Building great software, Cooper argues, requires embracing a new approach to design, one that distinguishes between three challenges: conceptual design, interaction design, and interface design. Conceptual design shapes what a product does. Interaction design determines how it behaves by examining what users are trying to do with it. Interface design affects how it looks and feels. Cooper's firm deals with the second challenge -- how computer products interact with users -- yet it doesn't employ a single computer programmer.

Cooper's approach to design is winning lots of converts, including clients such as Sun Microsystems, Coca-Cola, Compaq, and Dow Jones. And it's already being applied to products such as image scanners and computerized medical devices. A few years ago, Cooper Interaction Design began working with Logitech International SA, a leading manufacturer of mice and other PC peripherals. Logitech asked Cooper to design software for its new Peacock scanners. The purpose of such software is to help users edit and manipulate digitized images. But Logitech worried that poor design caused users to spend more time on reconfiguring controls than on editing images.

The new design simplified the software so dramatically that users now deal with just three image-manipulation functions -- and need not fuss with a single hardware-management function. "I think the phrase 'computer-literate' is an evil phrase," says Cooper. "You don't have to be 'automobile-literate' to get along in this world. You don't have to be 'telephone-literate.' Why should you have to be 'computer-literate'?"

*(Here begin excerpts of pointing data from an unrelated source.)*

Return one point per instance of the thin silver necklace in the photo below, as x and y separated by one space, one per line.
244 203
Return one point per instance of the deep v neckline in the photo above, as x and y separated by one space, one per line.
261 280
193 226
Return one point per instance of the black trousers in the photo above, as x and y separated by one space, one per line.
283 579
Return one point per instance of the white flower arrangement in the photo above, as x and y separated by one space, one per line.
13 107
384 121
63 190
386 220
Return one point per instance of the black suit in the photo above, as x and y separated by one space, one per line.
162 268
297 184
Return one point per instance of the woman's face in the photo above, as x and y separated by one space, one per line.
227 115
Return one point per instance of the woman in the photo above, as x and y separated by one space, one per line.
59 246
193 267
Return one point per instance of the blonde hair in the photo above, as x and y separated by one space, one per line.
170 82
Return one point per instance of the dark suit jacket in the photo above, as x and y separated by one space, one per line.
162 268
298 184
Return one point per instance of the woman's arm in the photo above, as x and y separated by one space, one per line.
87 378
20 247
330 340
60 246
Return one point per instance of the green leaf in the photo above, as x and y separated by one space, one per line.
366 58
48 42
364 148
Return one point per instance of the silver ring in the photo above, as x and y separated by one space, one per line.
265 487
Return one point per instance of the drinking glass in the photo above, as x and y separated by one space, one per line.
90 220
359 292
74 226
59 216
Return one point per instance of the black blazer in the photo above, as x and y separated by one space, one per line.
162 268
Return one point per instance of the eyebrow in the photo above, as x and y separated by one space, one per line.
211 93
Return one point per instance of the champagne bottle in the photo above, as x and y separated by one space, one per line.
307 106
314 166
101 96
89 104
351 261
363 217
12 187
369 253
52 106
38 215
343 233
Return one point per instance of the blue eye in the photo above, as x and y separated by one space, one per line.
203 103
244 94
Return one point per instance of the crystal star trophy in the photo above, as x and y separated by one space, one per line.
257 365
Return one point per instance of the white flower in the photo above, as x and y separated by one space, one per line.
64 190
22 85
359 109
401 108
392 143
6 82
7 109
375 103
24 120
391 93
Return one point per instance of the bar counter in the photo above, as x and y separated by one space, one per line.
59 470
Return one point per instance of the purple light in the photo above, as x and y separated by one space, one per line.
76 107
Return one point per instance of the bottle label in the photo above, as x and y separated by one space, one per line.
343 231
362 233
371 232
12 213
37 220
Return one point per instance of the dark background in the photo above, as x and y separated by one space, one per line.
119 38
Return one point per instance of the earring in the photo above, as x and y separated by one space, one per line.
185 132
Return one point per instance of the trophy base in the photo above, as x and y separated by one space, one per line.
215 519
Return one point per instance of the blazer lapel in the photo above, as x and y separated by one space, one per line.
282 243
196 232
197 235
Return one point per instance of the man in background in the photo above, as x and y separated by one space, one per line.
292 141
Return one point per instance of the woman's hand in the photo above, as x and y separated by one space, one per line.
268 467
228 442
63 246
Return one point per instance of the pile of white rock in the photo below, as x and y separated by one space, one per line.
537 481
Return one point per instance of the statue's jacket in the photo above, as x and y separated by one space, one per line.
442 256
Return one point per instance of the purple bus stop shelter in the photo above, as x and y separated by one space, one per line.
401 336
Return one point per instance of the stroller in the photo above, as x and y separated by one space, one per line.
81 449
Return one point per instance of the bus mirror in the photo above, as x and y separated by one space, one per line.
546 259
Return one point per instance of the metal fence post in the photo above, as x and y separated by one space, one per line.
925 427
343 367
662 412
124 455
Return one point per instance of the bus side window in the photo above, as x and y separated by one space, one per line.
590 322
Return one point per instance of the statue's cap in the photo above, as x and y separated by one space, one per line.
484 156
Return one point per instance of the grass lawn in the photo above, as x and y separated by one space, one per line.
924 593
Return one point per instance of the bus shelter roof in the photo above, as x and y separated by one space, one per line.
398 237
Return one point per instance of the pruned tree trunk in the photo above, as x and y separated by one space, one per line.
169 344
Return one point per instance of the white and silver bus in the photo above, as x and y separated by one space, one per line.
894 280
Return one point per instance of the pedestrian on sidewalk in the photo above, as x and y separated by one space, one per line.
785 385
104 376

And as computing power weaves its way into every aspect of life, poor design threatens to make everything harder to use. "A revolution is about to occur," Cooper warns. "Computer chips are in everything. I have a digital camera that behaves like a computer. I have a cell-phone that doesn't behave like a phone: It behaves like a computer that makes calls. Computers are becoming an integral part of daily life. And if people don't start designing them to be more user-friendly, then an even larger part of the population is going to be left out of even more stuff."